Возвращаясь на машине Шкурдюка в отдел и невпопад отвечая на его разглагольствования, Донцов вновь и вновь анализировал то, что было сказано (а также и недосказано) профессором Котярой.

Результаты допроса ничего конкретного для расследования убийства не дали, зато представили все случившееся в совершенно иной плоскости — в плоскости абсурда.

Если верить Котяре, Наметкин, уже давно кремированный, был мертв не до конца, и смерти его жаждали не какие-нибудь там заурядные люди вроде Тамарки-санитарки и Аскольда Тихоновича Лукошникова, а высшие, запредельные силы, в существование которых Донцов не верил.

Конечно, все это можно было расценить как некую мистификацию, изощренную шутку пресыщенного жизнью циника, однако хваленая интуиция Донцова уже давно подсказывала ему, что в деле Наметкина что-то нечисто, подходить к нему с привычными мерками бесполезно, и в расследовании надо полагаться не на Уголовно-процессуальный кодекс, а скорее на тантры и упанишады.
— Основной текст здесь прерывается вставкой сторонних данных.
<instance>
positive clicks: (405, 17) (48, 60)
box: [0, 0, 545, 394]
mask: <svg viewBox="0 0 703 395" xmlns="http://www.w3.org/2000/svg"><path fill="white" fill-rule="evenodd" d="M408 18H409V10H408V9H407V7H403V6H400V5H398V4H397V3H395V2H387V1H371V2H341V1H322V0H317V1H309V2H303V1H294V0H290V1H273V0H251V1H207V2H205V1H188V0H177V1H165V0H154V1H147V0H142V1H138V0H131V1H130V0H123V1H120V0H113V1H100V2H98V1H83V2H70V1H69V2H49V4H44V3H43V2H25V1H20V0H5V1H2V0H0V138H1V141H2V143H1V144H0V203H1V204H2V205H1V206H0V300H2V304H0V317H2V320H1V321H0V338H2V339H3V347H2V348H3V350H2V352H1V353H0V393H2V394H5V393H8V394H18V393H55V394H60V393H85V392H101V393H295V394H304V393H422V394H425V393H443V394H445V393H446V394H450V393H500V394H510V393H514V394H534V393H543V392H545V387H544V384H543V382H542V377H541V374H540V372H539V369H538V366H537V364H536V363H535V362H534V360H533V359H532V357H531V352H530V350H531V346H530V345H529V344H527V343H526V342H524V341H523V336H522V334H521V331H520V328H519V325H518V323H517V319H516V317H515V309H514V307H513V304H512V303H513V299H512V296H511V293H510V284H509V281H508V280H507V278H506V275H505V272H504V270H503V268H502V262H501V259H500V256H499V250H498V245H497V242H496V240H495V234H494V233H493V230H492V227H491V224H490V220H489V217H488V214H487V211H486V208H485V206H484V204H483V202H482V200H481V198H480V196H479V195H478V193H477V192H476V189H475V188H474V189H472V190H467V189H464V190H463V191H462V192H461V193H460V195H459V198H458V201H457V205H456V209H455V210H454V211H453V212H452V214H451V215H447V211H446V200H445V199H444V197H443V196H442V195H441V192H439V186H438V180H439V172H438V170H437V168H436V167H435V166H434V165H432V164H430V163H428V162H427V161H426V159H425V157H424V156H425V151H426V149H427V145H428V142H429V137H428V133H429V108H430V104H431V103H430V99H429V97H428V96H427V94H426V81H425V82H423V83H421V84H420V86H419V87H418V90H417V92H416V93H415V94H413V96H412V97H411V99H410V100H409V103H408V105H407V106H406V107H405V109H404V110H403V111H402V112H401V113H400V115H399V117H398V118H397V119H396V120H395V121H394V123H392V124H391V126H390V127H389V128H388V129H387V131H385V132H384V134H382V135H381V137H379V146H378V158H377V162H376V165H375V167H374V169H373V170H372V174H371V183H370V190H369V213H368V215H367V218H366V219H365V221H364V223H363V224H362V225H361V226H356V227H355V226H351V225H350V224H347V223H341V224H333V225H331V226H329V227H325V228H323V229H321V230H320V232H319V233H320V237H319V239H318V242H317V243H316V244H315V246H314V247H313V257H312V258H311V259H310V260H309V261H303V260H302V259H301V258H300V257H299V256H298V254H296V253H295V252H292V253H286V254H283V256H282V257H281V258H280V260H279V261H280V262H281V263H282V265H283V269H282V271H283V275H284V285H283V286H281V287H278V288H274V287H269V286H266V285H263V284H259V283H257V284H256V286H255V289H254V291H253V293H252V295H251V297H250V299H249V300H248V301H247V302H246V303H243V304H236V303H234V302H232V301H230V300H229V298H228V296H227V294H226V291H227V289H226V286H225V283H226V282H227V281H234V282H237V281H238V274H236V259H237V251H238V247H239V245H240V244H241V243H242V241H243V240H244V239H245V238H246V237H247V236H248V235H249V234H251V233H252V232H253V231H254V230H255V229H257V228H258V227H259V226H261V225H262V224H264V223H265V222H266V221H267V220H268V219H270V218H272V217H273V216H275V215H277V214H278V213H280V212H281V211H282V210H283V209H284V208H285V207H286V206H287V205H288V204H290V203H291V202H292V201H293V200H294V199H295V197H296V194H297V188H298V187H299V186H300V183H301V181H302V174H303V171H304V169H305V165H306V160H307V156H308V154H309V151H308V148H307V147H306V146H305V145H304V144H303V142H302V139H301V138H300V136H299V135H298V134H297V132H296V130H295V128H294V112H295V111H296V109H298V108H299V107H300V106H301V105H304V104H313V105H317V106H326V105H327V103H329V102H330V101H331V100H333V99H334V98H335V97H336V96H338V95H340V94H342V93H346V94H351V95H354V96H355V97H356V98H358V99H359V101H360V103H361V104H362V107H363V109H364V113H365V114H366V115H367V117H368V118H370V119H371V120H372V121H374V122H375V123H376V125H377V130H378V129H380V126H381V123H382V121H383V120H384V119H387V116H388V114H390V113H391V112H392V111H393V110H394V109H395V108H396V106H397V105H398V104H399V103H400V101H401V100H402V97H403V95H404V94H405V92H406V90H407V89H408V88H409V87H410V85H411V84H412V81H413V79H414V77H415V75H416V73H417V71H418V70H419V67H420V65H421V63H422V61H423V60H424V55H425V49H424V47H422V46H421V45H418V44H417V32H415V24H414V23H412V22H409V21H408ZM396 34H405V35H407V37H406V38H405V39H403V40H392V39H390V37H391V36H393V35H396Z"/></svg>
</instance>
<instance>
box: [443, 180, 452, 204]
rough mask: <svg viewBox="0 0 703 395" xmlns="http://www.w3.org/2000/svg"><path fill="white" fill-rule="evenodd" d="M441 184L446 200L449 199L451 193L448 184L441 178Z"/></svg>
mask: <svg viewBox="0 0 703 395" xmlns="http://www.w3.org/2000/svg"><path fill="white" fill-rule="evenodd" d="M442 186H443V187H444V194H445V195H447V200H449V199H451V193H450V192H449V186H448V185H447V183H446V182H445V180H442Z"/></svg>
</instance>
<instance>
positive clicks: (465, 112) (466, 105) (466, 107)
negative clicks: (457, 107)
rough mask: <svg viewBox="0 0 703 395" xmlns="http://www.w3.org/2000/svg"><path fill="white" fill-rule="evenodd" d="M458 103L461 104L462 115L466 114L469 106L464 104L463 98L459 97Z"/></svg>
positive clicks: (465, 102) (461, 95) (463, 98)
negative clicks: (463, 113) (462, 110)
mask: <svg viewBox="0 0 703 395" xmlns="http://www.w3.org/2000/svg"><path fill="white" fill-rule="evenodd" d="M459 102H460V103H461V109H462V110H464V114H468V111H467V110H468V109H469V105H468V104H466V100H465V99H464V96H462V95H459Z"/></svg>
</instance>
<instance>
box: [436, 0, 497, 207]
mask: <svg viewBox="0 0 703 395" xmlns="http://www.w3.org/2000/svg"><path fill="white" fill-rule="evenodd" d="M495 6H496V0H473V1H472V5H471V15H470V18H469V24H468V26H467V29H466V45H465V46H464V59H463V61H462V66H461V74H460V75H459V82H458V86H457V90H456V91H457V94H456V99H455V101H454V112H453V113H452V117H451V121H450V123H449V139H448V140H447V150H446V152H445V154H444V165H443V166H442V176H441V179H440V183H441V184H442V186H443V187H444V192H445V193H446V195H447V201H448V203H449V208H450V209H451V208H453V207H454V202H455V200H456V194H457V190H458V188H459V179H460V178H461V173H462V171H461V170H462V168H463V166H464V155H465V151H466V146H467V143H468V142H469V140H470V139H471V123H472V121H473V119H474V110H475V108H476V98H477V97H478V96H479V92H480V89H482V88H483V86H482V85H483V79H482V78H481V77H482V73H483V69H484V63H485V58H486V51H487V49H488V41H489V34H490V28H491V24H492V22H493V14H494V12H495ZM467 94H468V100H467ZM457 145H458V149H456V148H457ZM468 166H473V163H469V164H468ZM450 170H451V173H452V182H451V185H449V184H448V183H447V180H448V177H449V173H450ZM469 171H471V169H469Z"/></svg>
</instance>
Тем не менее, переносить расследование из мира реального в мир духов он не собирался. Этому противоречил весь его жизненный и профессиональный опыт. Ну как, скажите, пожалуйста, дактилоскопировать демонов, допрашивать эфирных созданий и брать под арест оборотней. Не было никогда такого в истории криминалистики и, скорее всего, никогда не будет.

Пусть один процент мистики останется, без нее нигде не обойтись, а в остальном следует полагаться на здравый смысл, существующие законы и принципы материализма.
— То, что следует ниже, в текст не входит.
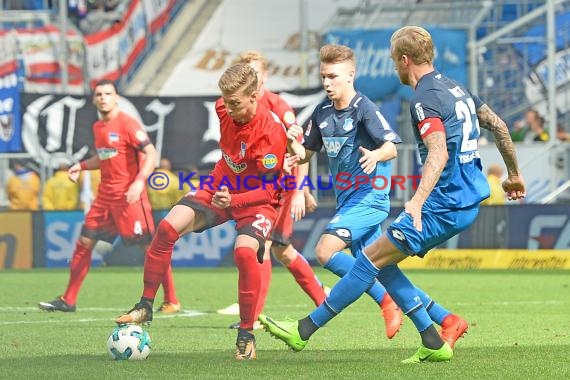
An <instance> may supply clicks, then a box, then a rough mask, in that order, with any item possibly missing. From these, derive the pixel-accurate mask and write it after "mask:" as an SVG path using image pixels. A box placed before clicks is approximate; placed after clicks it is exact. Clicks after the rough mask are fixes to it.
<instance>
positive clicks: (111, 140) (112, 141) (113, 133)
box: [109, 132, 119, 143]
mask: <svg viewBox="0 0 570 380" xmlns="http://www.w3.org/2000/svg"><path fill="white" fill-rule="evenodd" d="M114 142H119V134H118V133H117V132H109V143H114Z"/></svg>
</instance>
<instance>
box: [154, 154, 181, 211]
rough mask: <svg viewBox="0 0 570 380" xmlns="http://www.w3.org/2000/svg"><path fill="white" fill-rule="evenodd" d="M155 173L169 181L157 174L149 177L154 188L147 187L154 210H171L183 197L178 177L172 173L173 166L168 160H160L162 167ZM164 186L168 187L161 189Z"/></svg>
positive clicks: (159, 165) (156, 171) (163, 159)
mask: <svg viewBox="0 0 570 380" xmlns="http://www.w3.org/2000/svg"><path fill="white" fill-rule="evenodd" d="M155 173H162V174H163V175H164V176H166V177H168V179H167V178H165V177H163V176H160V175H156V174H155V175H151V176H150V177H149V183H151V184H153V187H151V186H147V190H148V198H149V199H150V204H151V205H152V209H153V210H170V208H172V206H174V205H175V204H176V203H178V201H179V200H180V198H181V197H182V196H181V195H180V191H179V190H178V176H177V175H175V174H174V173H173V172H172V164H171V163H170V161H169V160H168V159H167V158H163V159H161V160H160V165H159V167H158V169H156V170H155ZM162 185H166V187H165V188H163V189H162V188H160V187H161V186H162Z"/></svg>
И все же много вопросов так и осталось без ответа, повиснув в воздухе наподобие мыльных пузырей. Какова истинная роль в этом деле профессора Котяры? С какой стати он так разоткровенничался с майором Донцовым, человеком, в общем-то, посторонним? Откуда проистекает его осведомленность во многих вопросах, сокрытых тайной даже для Цимбаларя и Кондакова?

Добравшись до своего кабинета, Донцов первым делом позвонил в Институт языкознания, но там к дешифровке обгоревшей рукописи еще и не приступали. Как изящно выразился поднявший трубку лингвист: «У нас тут своих дел лопатой не перекидать».

На вопрос Донцова, что означает слово «развоплотиться», ему ответили следующим образом:

— В словаре современного русского литературного языка такое слово отсутствует. Судя по всему, это неологизм, представляющий собой антоним слова «воплотиться».

— Хорошо, а что такое «воплотиться»?

— Получить конкретное вещественное выражение. Помните, как сказано у Маяковского? «В наших жилах кровь, а не водица, мы идем сквозь револьверный лай, чтобы умирая воплотиться в пароходы, строчки и в другие долгие дела».

Маяковского Донцов не помнил. Средняя школа привила ему стойкое отвращение даже к Чехову и Достоевскому. Перед тем как положить трубку, он уточнил:

— Можно ли понимать развоплощение как утрату вещественности, реальности.

— Можно, можно, — заверил его лингвист.